In re Stephen W. (Lawyers Weekly No. 010-072-14, 6 pp.) (John Kittredge, J.) Appealed from Richland County Family Court (Angela Taylor, J.) S.C. S. Ct.
Holding: Even though, when our state constitution was adopted, juveniles had the right to a jury trial in criminal prosecutions, the current Children’s Code is an inherently different process from a criminal prosecution. Therefore, the South Carolina Constitution does not entitle juveniles to a jury trial in family court adjudication proceedings.
We affirm the adjudication of delinquency.
In McKeiver v. Pennsylvania, 403 U.S. 528 (1971), in a plurality opinion, six members of the United States Supreme Court agreed that, pursuant to the federal constitution, juveniles are not constitutionally entitled to a jury trial in adjudication proceedings. We reject appellant’s argument that the federal constitution guarantees him a right to a jury trial in a South Carolina family court juvenile delinquency proceeding.
”The right of trial by jury shall be preserved inviolate. Any person charged with an offense shall enjoy the right to a speedy and public trial by an impartial jury….” S.C. Const. art. I, § 14.
Appellant claims that the phrase “[a]ny person charged with an offense” supports his claim that he is entitled to a jury trial since juveniles are “persons” under South Carolina law and the Children’s Code refers to juvenile charges as “offenses.” Appellant acknowledges, however, that the right to a jury trial under Article I, § 14 turns on whether a right to a jury trial was in existence at the time the Constitution was enacted.
Under the common law in existence at the time of the adoption of the South Carolina Constitution, juveniles were criminally prosecuted in a manner similar to adults and were entitled to the right to a jury trial.
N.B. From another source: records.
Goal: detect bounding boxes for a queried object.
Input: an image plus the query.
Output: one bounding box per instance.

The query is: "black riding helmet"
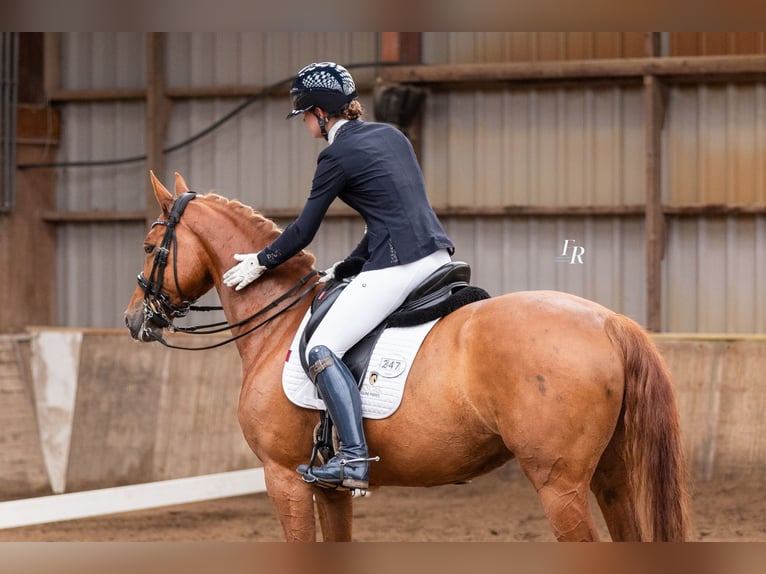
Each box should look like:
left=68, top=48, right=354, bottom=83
left=286, top=62, right=357, bottom=139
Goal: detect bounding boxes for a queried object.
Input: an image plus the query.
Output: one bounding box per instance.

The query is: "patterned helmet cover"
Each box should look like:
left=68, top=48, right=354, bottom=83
left=287, top=62, right=357, bottom=118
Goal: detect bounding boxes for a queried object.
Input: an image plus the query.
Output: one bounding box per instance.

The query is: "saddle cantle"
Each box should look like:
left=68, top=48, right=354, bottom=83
left=298, top=260, right=490, bottom=383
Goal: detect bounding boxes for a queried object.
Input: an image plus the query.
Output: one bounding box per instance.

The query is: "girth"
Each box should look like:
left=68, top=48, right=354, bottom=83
left=298, top=261, right=490, bottom=383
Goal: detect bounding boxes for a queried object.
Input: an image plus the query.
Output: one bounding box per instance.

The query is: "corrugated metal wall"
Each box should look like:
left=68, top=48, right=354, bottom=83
left=664, top=83, right=766, bottom=332
left=422, top=32, right=647, bottom=62
left=57, top=33, right=148, bottom=328
left=420, top=33, right=647, bottom=322
left=51, top=32, right=765, bottom=332
left=54, top=33, right=376, bottom=328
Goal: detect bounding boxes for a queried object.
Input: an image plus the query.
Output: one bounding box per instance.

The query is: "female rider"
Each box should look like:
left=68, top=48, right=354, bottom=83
left=223, top=62, right=454, bottom=491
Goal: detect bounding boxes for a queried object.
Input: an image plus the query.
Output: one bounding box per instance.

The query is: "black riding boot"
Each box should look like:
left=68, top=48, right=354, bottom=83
left=297, top=345, right=372, bottom=490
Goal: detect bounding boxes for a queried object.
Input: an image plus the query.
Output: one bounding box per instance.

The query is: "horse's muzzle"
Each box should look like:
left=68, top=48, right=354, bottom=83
left=124, top=309, right=159, bottom=342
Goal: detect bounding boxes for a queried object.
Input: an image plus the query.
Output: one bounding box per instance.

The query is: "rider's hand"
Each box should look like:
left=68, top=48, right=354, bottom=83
left=317, top=260, right=343, bottom=284
left=223, top=253, right=267, bottom=291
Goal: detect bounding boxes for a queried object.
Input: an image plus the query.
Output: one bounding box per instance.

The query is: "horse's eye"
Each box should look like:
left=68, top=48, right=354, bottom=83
left=144, top=244, right=155, bottom=255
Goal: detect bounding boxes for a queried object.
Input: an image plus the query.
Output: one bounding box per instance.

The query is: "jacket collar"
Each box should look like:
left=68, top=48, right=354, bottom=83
left=328, top=119, right=349, bottom=145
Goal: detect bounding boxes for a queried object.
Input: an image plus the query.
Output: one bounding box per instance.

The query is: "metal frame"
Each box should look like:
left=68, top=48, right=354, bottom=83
left=1, top=32, right=19, bottom=213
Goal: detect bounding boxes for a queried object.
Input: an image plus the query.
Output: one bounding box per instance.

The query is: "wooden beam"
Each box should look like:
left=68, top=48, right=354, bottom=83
left=663, top=204, right=766, bottom=215
left=145, top=33, right=170, bottom=228
left=379, top=55, right=766, bottom=86
left=47, top=88, right=146, bottom=102
left=41, top=53, right=766, bottom=106
left=645, top=74, right=666, bottom=332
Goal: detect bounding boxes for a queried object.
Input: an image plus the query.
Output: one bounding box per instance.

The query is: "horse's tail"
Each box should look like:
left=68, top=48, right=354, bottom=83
left=604, top=313, right=690, bottom=542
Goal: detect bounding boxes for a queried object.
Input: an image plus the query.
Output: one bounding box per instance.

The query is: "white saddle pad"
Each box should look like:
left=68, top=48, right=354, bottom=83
left=282, top=308, right=438, bottom=419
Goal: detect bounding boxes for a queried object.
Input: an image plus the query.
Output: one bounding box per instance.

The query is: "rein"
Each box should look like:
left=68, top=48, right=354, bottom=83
left=137, top=192, right=321, bottom=351
left=148, top=269, right=319, bottom=351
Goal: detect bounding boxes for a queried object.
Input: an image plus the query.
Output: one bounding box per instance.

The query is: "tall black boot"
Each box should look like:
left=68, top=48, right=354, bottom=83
left=297, top=345, right=374, bottom=490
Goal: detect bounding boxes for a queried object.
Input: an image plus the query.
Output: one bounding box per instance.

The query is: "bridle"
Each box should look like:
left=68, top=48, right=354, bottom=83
left=137, top=192, right=320, bottom=351
left=137, top=191, right=199, bottom=331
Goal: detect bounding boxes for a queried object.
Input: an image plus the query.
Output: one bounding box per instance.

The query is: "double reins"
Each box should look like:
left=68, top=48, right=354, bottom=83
left=137, top=192, right=320, bottom=351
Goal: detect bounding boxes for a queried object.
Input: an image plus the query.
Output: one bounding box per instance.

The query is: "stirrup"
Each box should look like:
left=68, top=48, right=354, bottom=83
left=299, top=455, right=380, bottom=491
left=300, top=472, right=370, bottom=497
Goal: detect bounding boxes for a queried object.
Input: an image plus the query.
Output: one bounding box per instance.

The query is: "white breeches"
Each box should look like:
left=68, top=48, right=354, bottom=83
left=305, top=249, right=452, bottom=361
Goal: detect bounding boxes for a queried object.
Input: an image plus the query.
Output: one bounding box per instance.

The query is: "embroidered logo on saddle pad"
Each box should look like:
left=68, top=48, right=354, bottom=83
left=282, top=308, right=438, bottom=419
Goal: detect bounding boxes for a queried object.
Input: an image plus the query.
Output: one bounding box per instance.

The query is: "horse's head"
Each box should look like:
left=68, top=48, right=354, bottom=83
left=124, top=171, right=215, bottom=342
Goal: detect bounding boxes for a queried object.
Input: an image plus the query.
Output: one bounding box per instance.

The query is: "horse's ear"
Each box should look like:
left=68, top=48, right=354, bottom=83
left=174, top=172, right=190, bottom=197
left=149, top=170, right=174, bottom=216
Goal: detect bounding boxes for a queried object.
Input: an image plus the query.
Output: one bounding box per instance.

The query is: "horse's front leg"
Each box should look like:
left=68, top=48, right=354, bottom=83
left=263, top=463, right=317, bottom=541
left=314, top=487, right=353, bottom=541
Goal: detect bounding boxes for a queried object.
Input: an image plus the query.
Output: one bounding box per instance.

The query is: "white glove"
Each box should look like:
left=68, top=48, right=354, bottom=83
left=317, top=260, right=343, bottom=284
left=223, top=253, right=267, bottom=291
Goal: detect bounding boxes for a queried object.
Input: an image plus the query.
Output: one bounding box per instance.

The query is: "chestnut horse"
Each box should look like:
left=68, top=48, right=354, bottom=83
left=124, top=172, right=689, bottom=542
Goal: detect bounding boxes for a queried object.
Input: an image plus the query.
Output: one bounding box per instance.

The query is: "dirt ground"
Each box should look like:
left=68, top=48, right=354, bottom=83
left=2, top=463, right=764, bottom=542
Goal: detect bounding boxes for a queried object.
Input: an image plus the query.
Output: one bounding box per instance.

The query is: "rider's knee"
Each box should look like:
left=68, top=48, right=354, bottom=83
left=307, top=345, right=335, bottom=382
left=307, top=344, right=333, bottom=364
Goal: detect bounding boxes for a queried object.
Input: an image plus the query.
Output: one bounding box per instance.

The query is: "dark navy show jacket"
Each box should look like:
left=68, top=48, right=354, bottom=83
left=258, top=120, right=454, bottom=271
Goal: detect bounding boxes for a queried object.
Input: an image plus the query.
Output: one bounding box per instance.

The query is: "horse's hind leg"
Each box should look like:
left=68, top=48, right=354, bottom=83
left=517, top=457, right=601, bottom=541
left=589, top=421, right=642, bottom=541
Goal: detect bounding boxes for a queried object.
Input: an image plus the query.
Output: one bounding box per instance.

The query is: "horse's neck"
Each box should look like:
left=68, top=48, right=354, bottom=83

However, the family court juvenile adjudication is an inherently different process than a typical criminal prosecution. Indeed, the primary purpose of the juvenile process is to exempt an infant from the stigma of a criminal conviction and its attendant detrimental consequences. The important distinctions between the family court juvenile adjudication process and the traditional criminal justice process demonstrate that the juvenile adjudication process in family court is not similar to the manner in which juveniles were criminally charged at the time the Constitution was enacted. As a result, the South Carolina Constitution does not entitle juveniles to a jury trial in family court adjudication proceedings.